NTTドコモは19日、第23回定時株主総会を開催した。質疑応答の段で、株主が興奮し、発言がエスカレートしたために退場を命じられる場面もあった。

株主総会に登壇し説明する、NTTドコモ代表取締役社長の加藤薫氏

質疑応答で、これまでドコモのシンパ(支持者)だったという株主は「最近、都内のドコモショップ支店の社員に技術力がない。派遣社員なのではないか」と発言。端末の故障時の対応に不満を抱いたという。また「SIMカードの形が変わったために新しい端末で使えなくなった。既存のお客さんの既得権を平気で犯している」と指摘した。この件に関し、回答にあたった取締役常務執行役員の田中隆氏は「ご不審、ご不満をおかけしている件に関してお詫び申し上げます。ドコモショップではお客様に心を寄せて対応すべきだと思っております」と陳謝。

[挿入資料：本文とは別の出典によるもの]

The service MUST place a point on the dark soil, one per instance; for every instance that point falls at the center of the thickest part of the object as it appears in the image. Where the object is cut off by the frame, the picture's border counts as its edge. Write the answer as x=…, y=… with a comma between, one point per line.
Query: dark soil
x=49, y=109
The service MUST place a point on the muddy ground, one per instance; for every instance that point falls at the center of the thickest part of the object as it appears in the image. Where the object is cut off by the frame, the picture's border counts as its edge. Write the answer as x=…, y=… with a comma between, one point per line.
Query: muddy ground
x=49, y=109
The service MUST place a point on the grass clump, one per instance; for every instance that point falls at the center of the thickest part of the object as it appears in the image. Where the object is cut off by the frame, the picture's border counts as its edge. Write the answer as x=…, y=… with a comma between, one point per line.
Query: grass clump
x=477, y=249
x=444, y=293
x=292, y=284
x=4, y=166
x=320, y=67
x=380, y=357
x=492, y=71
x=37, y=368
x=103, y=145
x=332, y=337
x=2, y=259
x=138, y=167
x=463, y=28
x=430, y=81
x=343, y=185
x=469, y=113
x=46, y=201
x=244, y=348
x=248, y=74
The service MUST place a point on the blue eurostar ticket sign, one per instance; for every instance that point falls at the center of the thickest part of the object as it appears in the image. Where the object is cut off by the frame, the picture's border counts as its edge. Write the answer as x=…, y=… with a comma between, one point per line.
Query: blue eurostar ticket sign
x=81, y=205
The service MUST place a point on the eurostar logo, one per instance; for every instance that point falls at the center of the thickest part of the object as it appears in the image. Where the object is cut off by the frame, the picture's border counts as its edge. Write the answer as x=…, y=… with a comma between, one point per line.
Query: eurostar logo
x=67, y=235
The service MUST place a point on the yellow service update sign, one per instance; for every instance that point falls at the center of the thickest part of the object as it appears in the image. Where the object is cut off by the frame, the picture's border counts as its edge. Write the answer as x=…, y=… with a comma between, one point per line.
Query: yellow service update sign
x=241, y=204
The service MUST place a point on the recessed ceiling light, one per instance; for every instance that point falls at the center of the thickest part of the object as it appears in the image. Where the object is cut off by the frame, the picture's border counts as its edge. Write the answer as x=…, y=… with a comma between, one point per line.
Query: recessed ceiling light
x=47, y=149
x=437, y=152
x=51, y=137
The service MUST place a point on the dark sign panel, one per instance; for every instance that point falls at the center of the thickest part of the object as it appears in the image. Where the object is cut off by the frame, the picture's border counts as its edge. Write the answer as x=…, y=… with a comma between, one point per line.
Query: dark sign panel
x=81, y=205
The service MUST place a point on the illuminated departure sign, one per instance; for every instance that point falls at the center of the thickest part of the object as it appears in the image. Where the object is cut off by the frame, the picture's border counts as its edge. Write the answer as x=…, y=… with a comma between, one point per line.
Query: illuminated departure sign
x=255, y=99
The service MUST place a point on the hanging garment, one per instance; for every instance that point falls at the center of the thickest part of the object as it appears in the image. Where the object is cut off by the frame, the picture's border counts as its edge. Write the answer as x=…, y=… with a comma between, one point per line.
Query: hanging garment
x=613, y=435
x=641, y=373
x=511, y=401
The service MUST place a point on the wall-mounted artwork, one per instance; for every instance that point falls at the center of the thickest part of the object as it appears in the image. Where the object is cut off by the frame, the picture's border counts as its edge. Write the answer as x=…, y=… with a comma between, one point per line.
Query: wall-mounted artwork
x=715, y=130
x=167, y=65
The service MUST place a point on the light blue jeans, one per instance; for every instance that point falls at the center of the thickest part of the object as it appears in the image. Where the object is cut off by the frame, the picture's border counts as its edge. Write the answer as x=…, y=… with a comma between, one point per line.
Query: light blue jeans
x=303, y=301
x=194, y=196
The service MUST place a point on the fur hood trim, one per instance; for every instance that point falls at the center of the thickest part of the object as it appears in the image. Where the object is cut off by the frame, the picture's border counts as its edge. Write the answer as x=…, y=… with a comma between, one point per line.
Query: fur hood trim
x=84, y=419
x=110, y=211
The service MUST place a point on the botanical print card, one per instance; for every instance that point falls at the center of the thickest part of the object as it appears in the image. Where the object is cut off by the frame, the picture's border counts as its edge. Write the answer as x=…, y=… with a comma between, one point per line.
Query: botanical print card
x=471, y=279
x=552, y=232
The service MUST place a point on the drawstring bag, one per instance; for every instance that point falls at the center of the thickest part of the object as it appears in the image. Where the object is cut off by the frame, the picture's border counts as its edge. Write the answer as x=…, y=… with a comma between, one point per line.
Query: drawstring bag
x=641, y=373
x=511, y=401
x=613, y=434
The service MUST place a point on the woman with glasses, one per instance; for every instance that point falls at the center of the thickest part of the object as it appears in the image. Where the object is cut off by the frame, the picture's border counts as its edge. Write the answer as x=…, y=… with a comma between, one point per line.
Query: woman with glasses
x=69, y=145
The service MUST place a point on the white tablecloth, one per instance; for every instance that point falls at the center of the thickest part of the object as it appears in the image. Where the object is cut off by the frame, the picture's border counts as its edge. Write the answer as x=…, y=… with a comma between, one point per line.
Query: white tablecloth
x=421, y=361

スタッフのレベルが低くなったのでは、との指摘には「スマートフォンの時代になり、昔に比べると勉強すべきことが多岐に渡るようになりました。研修の実施や、マイスター制度(資格制度)の導入などで社員の教育に取り組んでいるところです。派遣社員、正社員、契約社員の別は抜きにして、しっかり研修を受けた者を窓口に出しているつもりです」と回答した。そして「技術が進歩し端末が進化すると、SIMカードが小さくなったり、変化する部分があります」とし、株主に理解を求めた。

今年も多くの株主が訪れた、NTTドコモの株主総会。都内のホテルのワンフロアを貸し切るような形で第5会場まで用意されたが、どこも満員の様子だった。発言が行えなかったことに不満を抱いたのか、質疑応答の最後には1人の株主がマイクを通さずに大きな声で質問を開始。再三の制止にも応じなかったために「不規則発言」を繰り返したとして加藤氏から退場を命じられると、株主はさらにエスカレートし、会場に響くほどの大声で発言を繰り返した。このため加藤社長は「少し雑音かと思いますが、議事をすすめさせていただきます」として、議案の採決などに移った。